Owl says: the area around the campus looks an overgrown, desolate space and the campus itself does not seem to be wearing well; and one wonders how long the two cones will last:
“Dangerous parking on pavements outside Cranbrook Education Campus and a near-accident involving a child have prompted new safety measures.
Stone boulders are being put in place to stop vehicles driving on to the pavements.
The problems had been caused by parents parking on the pavements when picking up or dropping off their children.
The head teacher had written to parents asking them not to do it, but it was an incident at the end of a school day in mid-September that led to action being taken.
A car reversed off the pavement and narrowly missed a child.

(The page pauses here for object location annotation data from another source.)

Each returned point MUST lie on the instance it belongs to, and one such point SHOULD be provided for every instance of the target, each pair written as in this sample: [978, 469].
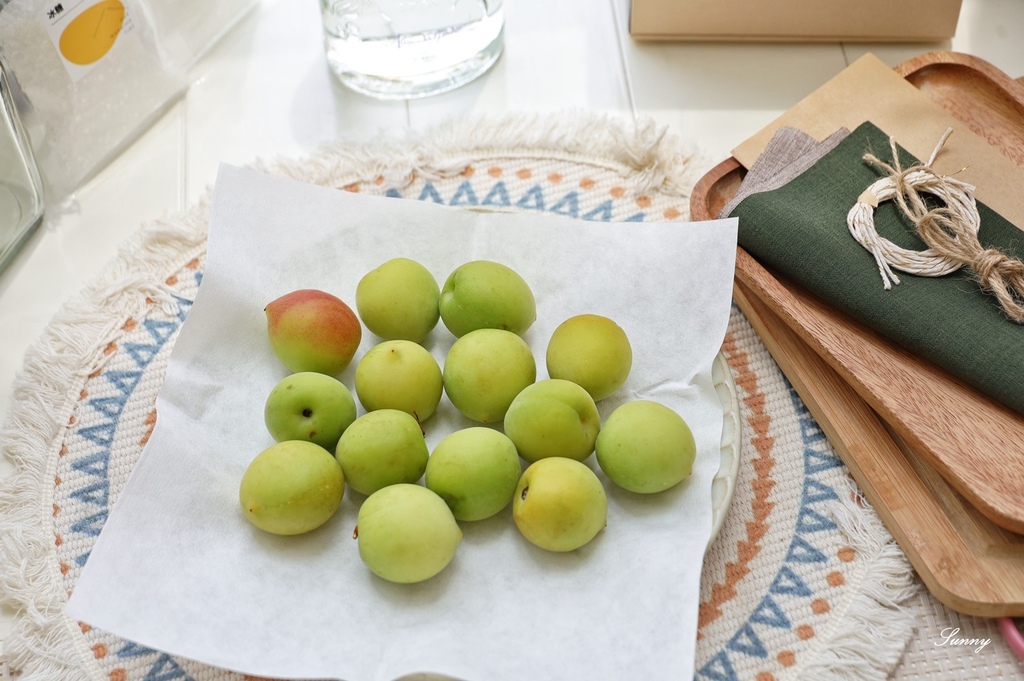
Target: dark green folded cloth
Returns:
[800, 232]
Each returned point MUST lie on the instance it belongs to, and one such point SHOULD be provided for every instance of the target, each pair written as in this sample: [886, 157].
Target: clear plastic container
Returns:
[20, 187]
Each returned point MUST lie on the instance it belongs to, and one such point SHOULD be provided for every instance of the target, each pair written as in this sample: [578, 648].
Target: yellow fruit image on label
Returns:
[90, 35]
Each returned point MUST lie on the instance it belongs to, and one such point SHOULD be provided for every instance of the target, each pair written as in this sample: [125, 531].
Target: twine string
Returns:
[949, 230]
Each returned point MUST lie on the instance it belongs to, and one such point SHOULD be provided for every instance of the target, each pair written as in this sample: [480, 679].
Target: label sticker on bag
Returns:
[85, 31]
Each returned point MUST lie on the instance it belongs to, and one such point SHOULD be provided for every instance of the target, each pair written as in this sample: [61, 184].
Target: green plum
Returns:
[645, 448]
[291, 487]
[484, 371]
[312, 331]
[407, 534]
[591, 350]
[398, 300]
[382, 448]
[311, 407]
[475, 471]
[559, 504]
[399, 375]
[553, 418]
[483, 294]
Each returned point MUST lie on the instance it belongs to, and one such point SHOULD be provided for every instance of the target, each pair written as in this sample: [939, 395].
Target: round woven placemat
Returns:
[802, 583]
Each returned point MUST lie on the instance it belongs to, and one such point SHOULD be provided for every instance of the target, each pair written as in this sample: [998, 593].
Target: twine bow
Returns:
[949, 230]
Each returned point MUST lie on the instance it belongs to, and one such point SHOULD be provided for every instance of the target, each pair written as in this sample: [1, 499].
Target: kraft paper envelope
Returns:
[869, 90]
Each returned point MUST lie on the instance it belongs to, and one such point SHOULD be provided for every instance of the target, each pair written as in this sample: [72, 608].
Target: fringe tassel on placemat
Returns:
[876, 627]
[43, 643]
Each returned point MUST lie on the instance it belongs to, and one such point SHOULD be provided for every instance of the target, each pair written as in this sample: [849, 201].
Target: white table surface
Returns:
[264, 91]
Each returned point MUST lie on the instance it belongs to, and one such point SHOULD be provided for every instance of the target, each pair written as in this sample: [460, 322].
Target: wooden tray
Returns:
[945, 468]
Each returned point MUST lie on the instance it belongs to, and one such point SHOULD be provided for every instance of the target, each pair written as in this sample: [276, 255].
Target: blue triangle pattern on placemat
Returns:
[567, 205]
[95, 464]
[718, 669]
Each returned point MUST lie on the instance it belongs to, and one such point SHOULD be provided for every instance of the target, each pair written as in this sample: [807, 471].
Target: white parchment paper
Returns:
[178, 568]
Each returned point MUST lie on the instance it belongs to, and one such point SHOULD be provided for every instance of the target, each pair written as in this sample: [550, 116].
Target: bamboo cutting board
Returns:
[965, 560]
[961, 484]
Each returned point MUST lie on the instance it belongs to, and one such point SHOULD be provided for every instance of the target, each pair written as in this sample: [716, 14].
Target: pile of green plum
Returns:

No-one was hurt, but it led to the town council arranging a meeting with representatives of the school, the developers’ consortium, and a senior county highways officer.
It was agreed that the consortium would initially cone off the pavements, and then pay for the stone blocks to be installed in two places.
One is directly outside the driveway leading up to the campus building, the other alongside the entrance to the parking area behind the houses in Tillhouse Road, where cars have been driving up onto the pavement. It will not affect access to the parking area.
The two pedestrian crossings near the campus, both of which have worn-out road markings, will be repainted, and construction workers on the nearby development sites have been asked not to drive their vehicles near the campus at the start and end of the school day.
County Councillor Ray Bloxham said he was pleased to see the safety measures being put in place, but he thought they should not have been necessary.
“I’ve looked at what goes on there, and the people who’re complaining about the problem are the problem themselves,” he said. “They could at least stop 400 yards before they get to the school and let the children out there and walk. I actually saw people pulling up right outside the school, which is right on a road junction, on a bend, and stopping there and dropping their children off. Kids can walk 100 or 200 yards.
“I know people are rushed, they’ve got to get to work and all the rest of it, but if they just gave it a little bit more thought they’d solve their own problems really.”